Audrey
écrit à

   


Dracula

     
   

La dent dure

    Bonsoir,

Je vous écris, et il plus de quatre heures du matin, je n'arrive pas a dormir. À cause de ma fichue passion pour l'art... Et je peins, je peins (hé oui, une artiste! Enfin, bon, hein, je ressemble à Reinfield dans «Dracula» de Coppola, mais en plus sexy -bien sûr-donc: une allumée)!

Depuis mon adolescence je me passionne pour les vampires: vous, monsieur Dracula (hihi) et tout ce qui peut rassasier ma faim de suceur d'hémoglobine! Je trouve le concept de ces «dialogues» sympathique bien que je ne comprenne pas tout. Hé oui, je suis une femme (j'ai d'ailleurs vu que quelques-unes étaient... étrangement, psychopatement folles de vous... Un vrai tombeur, qu'en pensez-vous?)!

Comment et pourquoi faites-vous ce genre de dialogues? N'avez-vous pas peur qu'un Van Helsing des temps modernes vienne vous planter un coup de pieu? Que pensez-vous de Sarkozy? Des femmes? Des étrangers (bon, pour les Turcs, bien sûr, je connais la réponse)?
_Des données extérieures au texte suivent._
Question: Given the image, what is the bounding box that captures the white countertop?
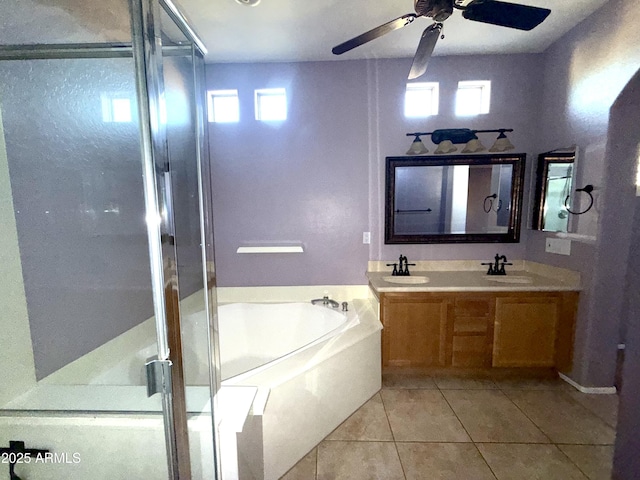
[367,261,581,293]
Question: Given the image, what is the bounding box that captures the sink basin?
[382,275,429,285]
[485,275,533,283]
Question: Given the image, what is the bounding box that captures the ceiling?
[176,0,607,62]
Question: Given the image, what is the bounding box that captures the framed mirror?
[532,147,577,232]
[385,154,525,244]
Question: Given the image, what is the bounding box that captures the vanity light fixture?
[406,128,515,155]
[407,132,431,155]
[433,140,458,155]
[462,138,486,153]
[489,129,516,152]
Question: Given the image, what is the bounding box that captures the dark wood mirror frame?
[531,151,577,230]
[385,153,526,244]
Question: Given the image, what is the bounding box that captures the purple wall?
[527,0,640,386]
[207,55,542,286]
[609,71,640,480]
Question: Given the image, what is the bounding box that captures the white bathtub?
[218,303,358,380]
[22,288,382,480]
[220,300,382,480]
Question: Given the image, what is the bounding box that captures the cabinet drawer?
[453,317,489,334]
[451,335,490,367]
[454,297,495,317]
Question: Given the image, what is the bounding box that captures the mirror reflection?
[533,148,576,232]
[386,155,524,243]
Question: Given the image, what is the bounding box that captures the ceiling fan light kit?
[336,0,551,80]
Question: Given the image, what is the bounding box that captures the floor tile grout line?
[438,389,473,443]
[379,388,407,480]
[503,389,617,445]
[313,444,320,480]
[555,443,590,480]
[438,386,498,480]
[569,389,620,430]
[378,389,397,444]
[500,390,554,444]
[473,442,498,480]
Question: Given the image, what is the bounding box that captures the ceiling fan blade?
[331,13,418,55]
[462,0,551,30]
[409,23,442,80]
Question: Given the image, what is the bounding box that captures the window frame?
[455,80,491,117]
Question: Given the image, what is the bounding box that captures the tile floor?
[282,374,618,480]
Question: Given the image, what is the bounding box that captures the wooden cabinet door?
[382,295,449,368]
[493,295,562,367]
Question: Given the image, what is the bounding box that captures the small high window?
[207,90,240,123]
[100,93,133,123]
[456,80,491,116]
[404,82,439,118]
[255,88,287,122]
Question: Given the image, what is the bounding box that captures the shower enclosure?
[0,0,220,480]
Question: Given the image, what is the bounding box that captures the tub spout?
[311,295,340,308]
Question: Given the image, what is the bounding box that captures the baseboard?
[558,372,617,395]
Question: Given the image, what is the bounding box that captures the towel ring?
[564,185,593,215]
[482,193,502,213]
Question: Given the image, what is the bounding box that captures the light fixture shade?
[489,132,516,152]
[407,137,429,155]
[462,138,486,153]
[433,140,458,154]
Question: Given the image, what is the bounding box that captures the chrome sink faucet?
[480,253,513,275]
[311,295,344,308]
[387,254,416,277]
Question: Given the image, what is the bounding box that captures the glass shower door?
[133,0,219,478]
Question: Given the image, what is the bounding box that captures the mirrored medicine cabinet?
[385,154,525,244]
[532,147,577,232]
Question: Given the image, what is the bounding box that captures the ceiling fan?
[331,0,551,80]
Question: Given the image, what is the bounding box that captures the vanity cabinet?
[381,294,449,368]
[379,291,578,370]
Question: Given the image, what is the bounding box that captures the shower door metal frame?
[129,0,220,480]
[0,0,222,480]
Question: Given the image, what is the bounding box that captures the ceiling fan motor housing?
[413,0,453,22]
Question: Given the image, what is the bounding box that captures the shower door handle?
[145,357,173,397]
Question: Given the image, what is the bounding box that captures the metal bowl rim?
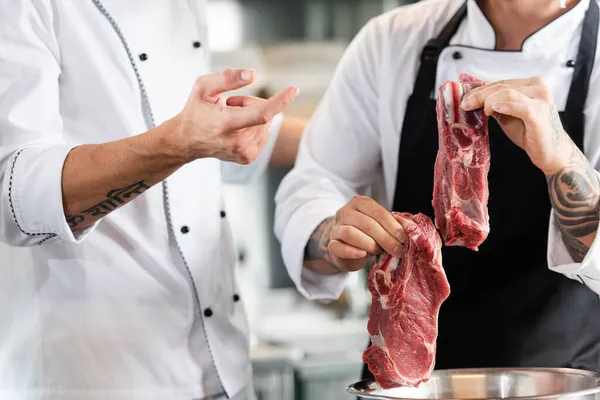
[346,367,600,400]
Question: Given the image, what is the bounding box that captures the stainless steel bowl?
[347,368,600,400]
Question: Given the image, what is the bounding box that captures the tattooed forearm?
[65,181,149,232]
[304,217,339,273]
[304,217,335,261]
[546,144,600,262]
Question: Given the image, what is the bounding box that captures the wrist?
[540,133,576,176]
[142,114,199,166]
Pensez-vous attaquer des superproductions pour toucher les droits d'auteur sur tout ce qui sort à votre nom dans les médias?

Comment trouvez-vous Vampirella? Moi rrrrrrrrrrrrrrrrrrh! J'ai un home cinema si vous voulez découvrir cela chez moi!

Bref, je vous salue bien bas...

... et je vous aime (mais pas trop non plus)!


Chère Audrey,

Voyez-vous, de mon vivant, j’étais un homme d’action: scientifique, guerrier, roi. Mais j’ai toujours éprouvé un vif intérêt pour toutes les formes d’art et je serais donc ravi que vous m’explicitiez le but de votre démarche.

Par ailleurs, il est vrai que j’exerce un ascendant certain sur les femmes –toutes les femmes et pas seulement les nombreuses psychopathes qui me submergent de courriers. Je ne saurais expliquer cette attraction; peut-être s’agit-il simplement d’un phénomène naturel qui pousse les membres du sexe faible vers tout ce qui possède du pouvoir…

Enfin, je vous rappelle que je vous écris depuis le XIXème siècle et que, ne comprenant pas toutes les références que contient votre missive, je ne puis répondre favorablement à l’intégralité de votre requête.